Main Page | Report this Page
Computers Forum Index  »  Computer Artificial Intelligence - Language  »  First Release of the Babel machine translation system...
Page 1 of 1    

First Release of the Babel machine translation system...

Author Message
Graham Shaw...
Posted: Sat Jun 20, 2009 1:06 pm
Guest
Version 0.0.0 of the Babel machine translation system
is now available for download at:

http://www.babel.org.uk/download/

The translation system is ultimately intended to provide the means for
programs to generate output in the user's native language without having
to manually translate each program into each language (as is currently
the practice when using GNU gettext or an equivalent).

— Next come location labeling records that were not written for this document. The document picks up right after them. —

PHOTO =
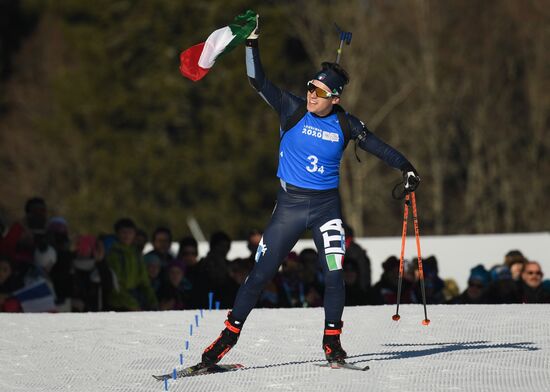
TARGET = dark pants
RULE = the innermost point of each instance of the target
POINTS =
(297, 210)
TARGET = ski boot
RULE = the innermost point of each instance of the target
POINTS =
(334, 352)
(227, 339)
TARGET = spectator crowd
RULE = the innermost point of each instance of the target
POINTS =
(42, 268)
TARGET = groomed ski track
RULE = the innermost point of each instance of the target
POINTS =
(465, 348)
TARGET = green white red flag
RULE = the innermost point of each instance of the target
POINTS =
(196, 61)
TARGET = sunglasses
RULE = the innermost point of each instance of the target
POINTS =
(319, 91)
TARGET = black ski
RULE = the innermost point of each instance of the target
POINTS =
(342, 365)
(199, 370)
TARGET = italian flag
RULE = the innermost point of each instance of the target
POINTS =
(196, 61)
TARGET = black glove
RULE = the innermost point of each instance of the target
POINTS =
(411, 179)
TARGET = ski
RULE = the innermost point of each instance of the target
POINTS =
(342, 365)
(199, 370)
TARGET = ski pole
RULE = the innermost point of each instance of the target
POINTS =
(426, 321)
(396, 316)
(345, 36)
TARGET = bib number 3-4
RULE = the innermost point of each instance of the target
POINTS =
(312, 167)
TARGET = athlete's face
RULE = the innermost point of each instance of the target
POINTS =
(317, 105)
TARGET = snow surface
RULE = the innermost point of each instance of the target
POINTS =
(465, 348)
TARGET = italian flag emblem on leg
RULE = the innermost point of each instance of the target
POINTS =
(196, 61)
(334, 261)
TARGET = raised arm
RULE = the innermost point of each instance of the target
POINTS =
(282, 101)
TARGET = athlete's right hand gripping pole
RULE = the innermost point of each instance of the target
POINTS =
(345, 36)
(426, 321)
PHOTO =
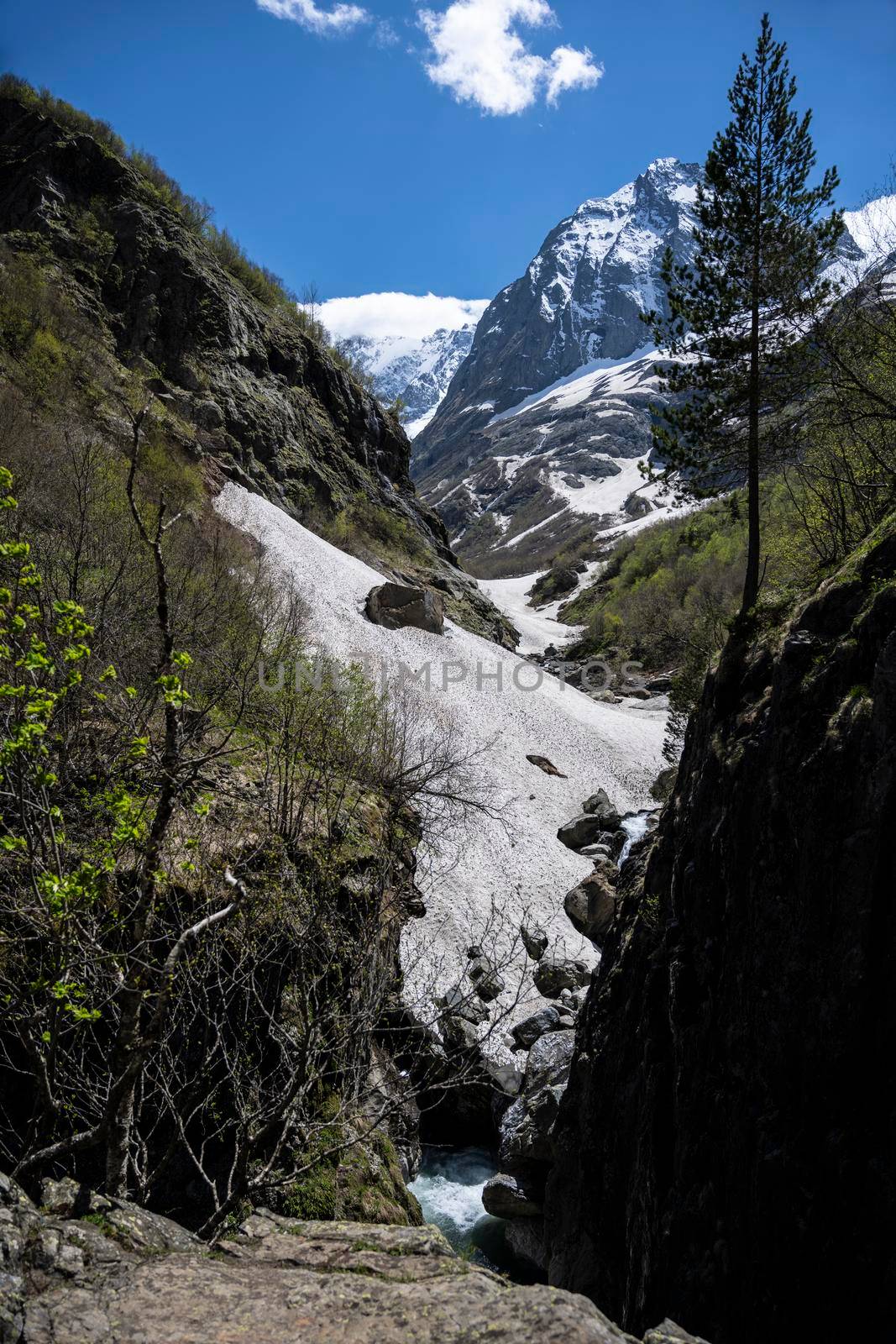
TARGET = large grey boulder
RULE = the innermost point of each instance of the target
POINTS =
(396, 605)
(528, 1032)
(553, 974)
(535, 941)
(591, 906)
(580, 831)
(458, 1005)
(600, 806)
(527, 1124)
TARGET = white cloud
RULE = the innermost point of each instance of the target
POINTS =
(398, 315)
(479, 54)
(342, 18)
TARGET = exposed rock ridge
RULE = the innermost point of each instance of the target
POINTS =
(725, 1147)
(249, 391)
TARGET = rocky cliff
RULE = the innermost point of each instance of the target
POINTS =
(90, 1269)
(499, 459)
(416, 370)
(251, 394)
(726, 1144)
(537, 444)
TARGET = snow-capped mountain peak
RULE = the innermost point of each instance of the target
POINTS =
(410, 344)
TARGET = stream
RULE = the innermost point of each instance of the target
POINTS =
(449, 1187)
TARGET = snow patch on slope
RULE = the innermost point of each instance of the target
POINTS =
(515, 864)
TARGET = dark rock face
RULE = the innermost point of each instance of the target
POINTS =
(396, 605)
(591, 905)
(278, 1280)
(506, 1198)
(528, 1032)
(725, 1149)
(580, 831)
(249, 393)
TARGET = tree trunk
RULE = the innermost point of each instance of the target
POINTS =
(752, 578)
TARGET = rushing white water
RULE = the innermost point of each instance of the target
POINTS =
(450, 1186)
(636, 828)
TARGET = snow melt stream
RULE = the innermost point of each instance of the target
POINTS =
(512, 864)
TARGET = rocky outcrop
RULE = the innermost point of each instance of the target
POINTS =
(396, 605)
(275, 1280)
(725, 1147)
(246, 391)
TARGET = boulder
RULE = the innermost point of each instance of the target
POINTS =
(543, 764)
(528, 1122)
(664, 784)
(555, 974)
(463, 1005)
(671, 1334)
(535, 941)
(580, 831)
(458, 1034)
(528, 1032)
(506, 1079)
(600, 806)
(591, 906)
(600, 853)
(396, 605)
(506, 1198)
(598, 800)
(490, 985)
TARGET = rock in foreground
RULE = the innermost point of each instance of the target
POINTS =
(275, 1283)
(396, 605)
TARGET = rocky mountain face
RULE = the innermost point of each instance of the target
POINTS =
(726, 1142)
(537, 444)
(416, 370)
(249, 393)
(553, 396)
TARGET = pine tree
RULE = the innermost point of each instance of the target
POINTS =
(739, 309)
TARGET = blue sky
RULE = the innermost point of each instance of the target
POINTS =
(332, 154)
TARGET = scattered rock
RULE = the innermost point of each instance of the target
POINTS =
(671, 1334)
(535, 941)
(394, 605)
(664, 784)
(580, 831)
(600, 853)
(600, 806)
(506, 1079)
(458, 1034)
(591, 906)
(555, 974)
(528, 1032)
(463, 1005)
(543, 764)
(527, 1124)
(490, 985)
(506, 1198)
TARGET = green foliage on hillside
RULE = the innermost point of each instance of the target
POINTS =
(203, 873)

This initial release has much more limited, but nevertheless useful
functionality, concerning the translation of numbers into words (for
example 42 into 'forty-two'. It is able to do this in 54 languages
for cardinal numbers and 24 languages for ordinal numbers.

One major caveat is that the output for most languages has not been
checked by anyone fluent in those languages. Anyone willing and able
to assist with this process would be most welcome.

For further information please refer to the project website and
development log:

http://www.babel.org.uk/
http://www.babel.org.uk/blog/

or join the project mailing list:

http://lists.riscpkg.org/cgi-bin/mailman/listinfo/babel

The translation system is free software.
Redistribution and modification are permitted within the terms of the
GNU General Public License (version 3 or any later version).
--
Graham Shaw (http://www.riscpkg.org/~gdshaw/)
The RISC OS Packaging Project (http://www.riscpkg.org/)
Project Babel (http://www.babel.org.uk/)
 
Graham Shaw...
Posted: Sun Jun 21, 2009 6:01 pm
Guest
Ian Parker wrote:
Quote:

There is just one fly in the ointment as far as I am concerned. It is
simply this. What Babel is attempting to do is a lot less than what
formal mathematical methods are doing.

In what way is that a problem? That I'm not going off on some
strange tangent actually sounds quite reassuring to me.

Quote:
(snip)

Isn't this exactly what Mizar is doing? Alcor is a front end of Mizar
and quite a user friendly interface is provided.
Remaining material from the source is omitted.